Rather, these topics may fuel healthy debates. They can create an environment where discussions are encouraged rather than shut down, especially for conversations deemed “difficult to have.”
Raizada’s parents have differing political views, but at the dinner table, they always emphasize that discussions can occur healthily, even if there are disagreements.
“There are always horror stories of the Thanksgiving table, and everyone’s talking politics, and it’s just a crazy mess,” Raizada said. “But if you are able to handle conversations like that in a mature way, and you’re able to show your kids what a mature discussion about something that is sensitive and volatile … (you’re) showcasing what debating and healthy discussion looks like.”
Raizada believes fostering healthy discussion is a more effective route toward political tolerance than avoiding the “hard stuff.”

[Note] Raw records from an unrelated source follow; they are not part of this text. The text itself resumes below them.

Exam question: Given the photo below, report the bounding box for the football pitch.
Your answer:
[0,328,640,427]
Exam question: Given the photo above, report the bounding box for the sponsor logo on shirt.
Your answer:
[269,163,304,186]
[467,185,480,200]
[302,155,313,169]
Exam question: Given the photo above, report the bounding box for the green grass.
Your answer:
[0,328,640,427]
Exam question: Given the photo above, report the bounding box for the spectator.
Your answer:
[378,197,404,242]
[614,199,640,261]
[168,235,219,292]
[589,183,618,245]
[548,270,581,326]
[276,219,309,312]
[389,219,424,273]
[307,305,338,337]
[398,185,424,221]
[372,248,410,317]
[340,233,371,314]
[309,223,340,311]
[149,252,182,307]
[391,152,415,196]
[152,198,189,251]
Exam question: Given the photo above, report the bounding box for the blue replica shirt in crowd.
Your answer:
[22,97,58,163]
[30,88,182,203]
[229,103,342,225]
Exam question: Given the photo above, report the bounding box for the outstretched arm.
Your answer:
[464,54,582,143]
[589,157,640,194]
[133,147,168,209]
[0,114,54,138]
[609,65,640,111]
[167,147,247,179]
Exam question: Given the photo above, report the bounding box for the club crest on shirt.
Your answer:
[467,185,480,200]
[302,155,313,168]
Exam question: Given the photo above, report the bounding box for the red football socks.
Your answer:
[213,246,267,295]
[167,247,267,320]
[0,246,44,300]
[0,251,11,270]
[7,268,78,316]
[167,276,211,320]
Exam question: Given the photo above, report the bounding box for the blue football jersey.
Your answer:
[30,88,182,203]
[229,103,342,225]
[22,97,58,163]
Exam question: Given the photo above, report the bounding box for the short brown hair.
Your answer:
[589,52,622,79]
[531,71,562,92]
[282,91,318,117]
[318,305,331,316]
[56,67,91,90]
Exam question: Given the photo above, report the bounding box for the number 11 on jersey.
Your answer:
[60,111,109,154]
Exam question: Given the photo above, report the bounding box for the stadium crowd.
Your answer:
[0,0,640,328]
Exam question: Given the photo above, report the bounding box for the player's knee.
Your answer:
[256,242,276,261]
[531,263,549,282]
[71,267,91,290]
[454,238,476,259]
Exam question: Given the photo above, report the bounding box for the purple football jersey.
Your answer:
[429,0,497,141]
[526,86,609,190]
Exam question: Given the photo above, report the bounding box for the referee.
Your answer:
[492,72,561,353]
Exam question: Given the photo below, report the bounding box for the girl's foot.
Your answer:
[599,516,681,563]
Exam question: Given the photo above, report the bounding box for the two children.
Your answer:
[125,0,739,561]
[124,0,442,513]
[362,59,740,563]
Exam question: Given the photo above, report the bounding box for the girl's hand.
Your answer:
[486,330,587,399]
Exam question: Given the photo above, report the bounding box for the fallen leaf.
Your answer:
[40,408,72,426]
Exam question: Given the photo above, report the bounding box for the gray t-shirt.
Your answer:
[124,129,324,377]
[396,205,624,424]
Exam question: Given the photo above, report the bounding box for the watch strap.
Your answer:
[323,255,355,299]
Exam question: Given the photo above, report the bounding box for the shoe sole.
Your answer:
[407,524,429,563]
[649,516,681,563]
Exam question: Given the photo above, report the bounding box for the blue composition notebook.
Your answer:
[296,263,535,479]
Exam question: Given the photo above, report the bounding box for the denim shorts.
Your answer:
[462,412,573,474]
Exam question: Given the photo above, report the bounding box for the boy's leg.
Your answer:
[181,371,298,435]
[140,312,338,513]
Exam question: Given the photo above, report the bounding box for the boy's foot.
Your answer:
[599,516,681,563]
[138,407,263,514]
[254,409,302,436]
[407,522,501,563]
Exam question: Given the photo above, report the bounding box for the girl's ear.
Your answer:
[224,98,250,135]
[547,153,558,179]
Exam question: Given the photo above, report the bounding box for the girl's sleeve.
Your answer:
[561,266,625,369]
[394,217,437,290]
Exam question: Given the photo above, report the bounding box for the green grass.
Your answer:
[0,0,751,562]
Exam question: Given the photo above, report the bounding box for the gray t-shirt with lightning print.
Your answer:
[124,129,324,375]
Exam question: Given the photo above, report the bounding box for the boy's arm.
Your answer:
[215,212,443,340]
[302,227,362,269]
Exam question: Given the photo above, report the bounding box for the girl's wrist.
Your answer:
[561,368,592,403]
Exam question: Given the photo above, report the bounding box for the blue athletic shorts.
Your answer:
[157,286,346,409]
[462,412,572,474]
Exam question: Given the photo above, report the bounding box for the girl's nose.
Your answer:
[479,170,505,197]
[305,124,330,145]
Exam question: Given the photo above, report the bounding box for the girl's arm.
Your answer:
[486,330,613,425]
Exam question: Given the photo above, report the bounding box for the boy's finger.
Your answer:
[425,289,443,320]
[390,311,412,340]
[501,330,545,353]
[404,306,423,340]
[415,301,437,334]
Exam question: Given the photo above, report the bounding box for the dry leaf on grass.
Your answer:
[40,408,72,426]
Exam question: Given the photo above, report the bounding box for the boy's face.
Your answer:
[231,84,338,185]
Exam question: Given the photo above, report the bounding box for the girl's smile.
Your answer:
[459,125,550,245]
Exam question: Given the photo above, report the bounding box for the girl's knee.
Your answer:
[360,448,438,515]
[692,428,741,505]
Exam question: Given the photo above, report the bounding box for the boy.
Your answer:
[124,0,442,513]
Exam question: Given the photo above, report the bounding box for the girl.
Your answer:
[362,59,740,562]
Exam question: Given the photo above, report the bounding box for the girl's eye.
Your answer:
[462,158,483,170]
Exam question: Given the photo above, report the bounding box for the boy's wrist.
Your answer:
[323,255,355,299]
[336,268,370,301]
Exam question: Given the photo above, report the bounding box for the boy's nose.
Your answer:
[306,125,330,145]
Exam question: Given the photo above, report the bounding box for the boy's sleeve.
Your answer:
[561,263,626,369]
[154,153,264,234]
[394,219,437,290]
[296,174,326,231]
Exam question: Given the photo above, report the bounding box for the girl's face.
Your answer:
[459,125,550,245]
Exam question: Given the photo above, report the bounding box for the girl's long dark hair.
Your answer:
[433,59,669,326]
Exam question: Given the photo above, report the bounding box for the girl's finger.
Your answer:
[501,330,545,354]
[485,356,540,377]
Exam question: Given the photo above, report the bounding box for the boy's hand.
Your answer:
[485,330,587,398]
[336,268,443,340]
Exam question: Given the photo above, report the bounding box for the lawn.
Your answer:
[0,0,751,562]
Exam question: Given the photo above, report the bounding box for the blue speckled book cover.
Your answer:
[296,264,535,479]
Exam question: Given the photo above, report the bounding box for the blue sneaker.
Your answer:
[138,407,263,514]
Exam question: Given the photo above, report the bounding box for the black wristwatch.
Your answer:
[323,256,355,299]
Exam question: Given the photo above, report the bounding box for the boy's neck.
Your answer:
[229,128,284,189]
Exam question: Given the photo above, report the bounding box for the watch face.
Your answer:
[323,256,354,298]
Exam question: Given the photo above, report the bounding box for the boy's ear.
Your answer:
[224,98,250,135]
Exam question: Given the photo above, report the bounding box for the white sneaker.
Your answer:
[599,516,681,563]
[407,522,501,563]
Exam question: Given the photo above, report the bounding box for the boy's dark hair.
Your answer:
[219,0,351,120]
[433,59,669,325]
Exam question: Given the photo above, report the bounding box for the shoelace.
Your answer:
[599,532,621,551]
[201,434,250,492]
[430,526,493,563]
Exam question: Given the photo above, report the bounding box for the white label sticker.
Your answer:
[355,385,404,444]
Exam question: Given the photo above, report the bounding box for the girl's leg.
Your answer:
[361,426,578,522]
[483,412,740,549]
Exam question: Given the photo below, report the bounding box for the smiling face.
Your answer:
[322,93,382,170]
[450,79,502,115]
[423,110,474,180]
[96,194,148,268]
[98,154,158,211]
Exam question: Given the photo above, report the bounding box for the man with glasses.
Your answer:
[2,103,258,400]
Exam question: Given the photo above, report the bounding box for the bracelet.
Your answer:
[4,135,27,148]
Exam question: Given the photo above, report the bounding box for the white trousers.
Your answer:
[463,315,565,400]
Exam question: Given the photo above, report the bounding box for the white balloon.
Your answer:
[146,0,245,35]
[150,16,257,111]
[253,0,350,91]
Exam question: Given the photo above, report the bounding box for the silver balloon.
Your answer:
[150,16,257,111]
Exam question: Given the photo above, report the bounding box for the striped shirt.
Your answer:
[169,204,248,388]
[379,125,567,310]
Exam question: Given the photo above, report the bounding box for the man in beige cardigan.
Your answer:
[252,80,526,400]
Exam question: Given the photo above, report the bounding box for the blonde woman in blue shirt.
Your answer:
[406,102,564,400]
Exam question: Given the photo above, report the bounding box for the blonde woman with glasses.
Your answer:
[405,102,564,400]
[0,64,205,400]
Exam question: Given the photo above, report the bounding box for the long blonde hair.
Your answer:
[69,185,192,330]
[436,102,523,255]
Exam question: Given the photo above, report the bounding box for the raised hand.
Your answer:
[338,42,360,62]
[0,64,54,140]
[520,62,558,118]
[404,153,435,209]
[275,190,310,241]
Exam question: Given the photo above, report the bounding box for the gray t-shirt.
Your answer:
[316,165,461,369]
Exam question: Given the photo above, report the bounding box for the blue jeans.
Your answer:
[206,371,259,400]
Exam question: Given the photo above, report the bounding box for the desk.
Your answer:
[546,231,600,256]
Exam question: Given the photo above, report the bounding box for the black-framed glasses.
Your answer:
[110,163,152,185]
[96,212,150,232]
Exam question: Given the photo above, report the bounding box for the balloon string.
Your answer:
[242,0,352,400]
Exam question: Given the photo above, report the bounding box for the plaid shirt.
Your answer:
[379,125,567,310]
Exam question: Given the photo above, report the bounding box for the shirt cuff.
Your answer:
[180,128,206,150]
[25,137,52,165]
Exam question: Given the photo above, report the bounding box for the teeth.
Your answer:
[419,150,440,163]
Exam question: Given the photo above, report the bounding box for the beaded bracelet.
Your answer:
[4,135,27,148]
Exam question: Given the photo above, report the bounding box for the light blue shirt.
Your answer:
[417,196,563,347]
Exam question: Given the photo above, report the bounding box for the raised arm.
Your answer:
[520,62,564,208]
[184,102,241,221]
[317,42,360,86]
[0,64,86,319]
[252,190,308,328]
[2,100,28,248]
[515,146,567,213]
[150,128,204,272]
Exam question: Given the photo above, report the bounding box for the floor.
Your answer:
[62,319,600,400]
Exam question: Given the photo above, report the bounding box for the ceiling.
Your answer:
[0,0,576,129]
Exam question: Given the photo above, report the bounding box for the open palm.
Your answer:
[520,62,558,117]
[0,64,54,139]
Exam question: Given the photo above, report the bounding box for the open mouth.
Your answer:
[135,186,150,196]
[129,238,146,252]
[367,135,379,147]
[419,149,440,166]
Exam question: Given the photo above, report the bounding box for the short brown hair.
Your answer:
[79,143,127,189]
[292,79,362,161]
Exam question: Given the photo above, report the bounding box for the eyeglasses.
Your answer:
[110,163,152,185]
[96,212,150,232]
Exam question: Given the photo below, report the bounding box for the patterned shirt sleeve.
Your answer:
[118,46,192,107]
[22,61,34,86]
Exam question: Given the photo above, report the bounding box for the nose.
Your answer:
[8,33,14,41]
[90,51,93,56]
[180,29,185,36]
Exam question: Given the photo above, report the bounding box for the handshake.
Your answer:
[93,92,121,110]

“If you don’t talk about it, then the kids grow up with an aversion to talking about it, or they are at risk because they don’t know how to have those healthy conversations because they’re not seeing that modeled for them,” Raizada said
The way Raizada’s family handled tough conversation topics at the dinner table influenced her in her later years, especially in formal debates.
“Both my brother and I did debate activities growing up because we were in a household where our parents were showcasing what … healthy discussion looks like,” Raizada said. “And I think it’s so important, at least for households, to have some level of discussion about it, even if it’s just a, ‘What do you believe, and why?’”
Personal experiences and data prove that tolerance is important regarding how people view politics, but some subjects cannot breach a middle ground.
“I think that people who have extremely divergent political opinions from my own are often disposed towards seeing things like ethical human conduct in a way which is pretty different from me,” Coulter said. “That … would be more difficult (to digest) than the particular political association I think they’re drawn to.”
Other than specific political topics, potential deal breakers also include voting history. According to a 2020 Pew Research Center poll, more than 70% of Democrats who were single and looking for a relationship would not consider dating someone who voted for Donald Trump. This contrasts the other side of the aisle, where 47% of Republicans would not consider dating someone who voted for Hillary Clinton.
Generally, being open and honest about one’s standing is one of the most important components of a successful relationship, even outside of political ideologies. As long as both parties put forth effort and find a middle ground, compromises can always be made.
“You are entitled to your own beliefs, (and) you are entitled to your own views,” Raizada said. “I think the biggest thing for us is modeling what healthy discussions look like.”